Tech and Science

EU launches investigation into Meta, Apple and Alphabet under sweeping new technology law

European Commission Executive Vice-President for a Europe Ready for the Digital Age (Competition), Margrethe Vestager, holds a press conference on “Apple on App Store Rules for Music” in Brussels, Belgium, April 30, 2021. Streaming provider”. Photo by Dursun Aydemir/Anadolu Agency via Getty Images)

Dursun Aydemir | Anadolu | Getty Images

The European Union launched an investigation into Apple, Alphabet and Meta on Monday as part of its first investigation under the Digital Markets Act’s sweeping new technology legislation.

“Today, the Commission opened a non-compliance investigation under the Digital Markets Act (DMA) into Alphabet’s Google Play governance rules and Google Search self-preference rules, Apple’s App Store governance rules and the Safari choice screen Meta’s ‘pay-or-consent model,'” the commission said in a statement.

The first two investigations focus on Alphabet and Apple and relate to so-called “anti-steering rules”. Under the DMA, tech firms are not allowed to prevent companies from telling their users about cheaper options for their products or about subscriptions outside of an app store.

“The way Apple and Alphabet have implemented the DMA anti-steering rules appears to be at odds with the letter of the law. “Apple and Alphabet will continue to charge various recurring fees and continue to restrict steering,” EU competition chief Margrethe Vestager said during a press conference on Monday.

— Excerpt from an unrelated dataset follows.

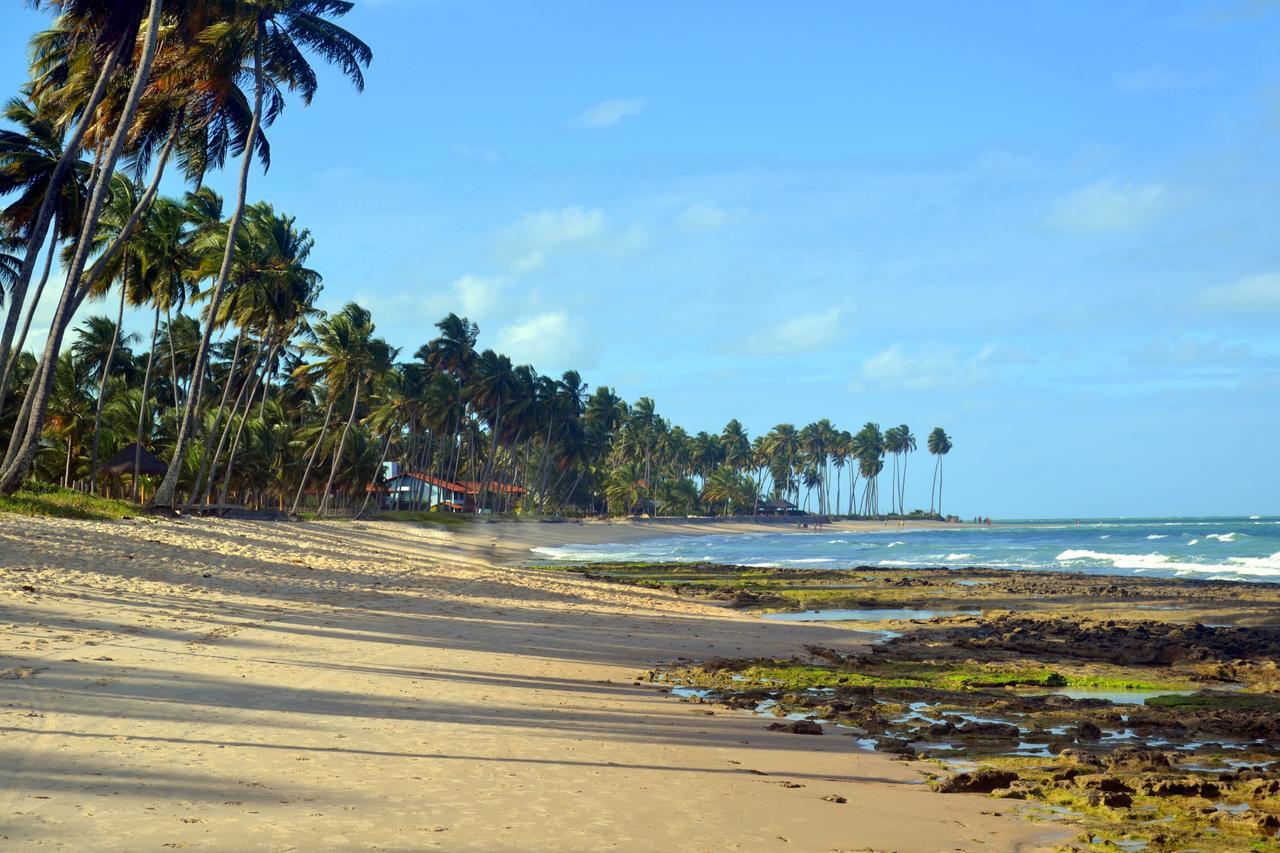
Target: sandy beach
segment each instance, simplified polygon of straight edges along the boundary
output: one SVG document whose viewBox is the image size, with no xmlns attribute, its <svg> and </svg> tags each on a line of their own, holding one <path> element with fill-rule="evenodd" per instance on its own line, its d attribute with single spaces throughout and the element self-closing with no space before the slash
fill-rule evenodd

Apple has already violated EU regulations in this regard. This month the company was fined 1.8 billion euros ($1.95 billion) after the European Commission found that Apple had imposed restrictions on app developers that prevented them from using iOS Inform users about alternative and cheaper music subscription services available outside of the app.

The third study focuses on alphabet. The European Commission said it was examining whether Alphabet’s display of Google search results “could lead to self-favoring of other Google services, such as Google Shopping, over similar competing services.”

The fourth investigation focuses on Apple. The commission said it is investigating whether the company complied with its obligations under the DMA to ensure that users can easily uninstall apps on iOS and easily change default settings on iOS. The investigation also focuses on whether Apple actively offers users choices that allow them to change default services on iOS, such as the web browser or search engine.

The commission said it was “concerned that Apple’s actions, including the design of the web browser selection screen, may prevent users from actually exercising their choice of services within the Apple ecosystem.”

The fifth and final investigation focuses on Meta and its so-called “Pay and Consent” model. Last year, Meta launched an ad-free subscription model for Facebook and Instagram in Europe. The Commission is examining whether offering the subscription model without advertising or requiring users to agree to the terms and conditions of the free service violates the DMA.

“The Commission is concerned that the binary choice imposed by Meta’s pay-or-consent model may not provide a real alternative if users do not consent, thereby failing to achieve the objective of preventing the accumulation of personal data by gatekeepers .”

Thierry Breton, EU Internal Market Commissioner, said during a press conference that Meta should offer “free alternative options” for its services that are “less personalized.”

Gatekeepers are large technology companies that are obliged to comply with the DMA in the EU.

“We will continue to use all available tools should a gatekeeper attempt to circumvent or undermine the DMA’s obligations,” Vestager said.

This is breaking news, check back later for more.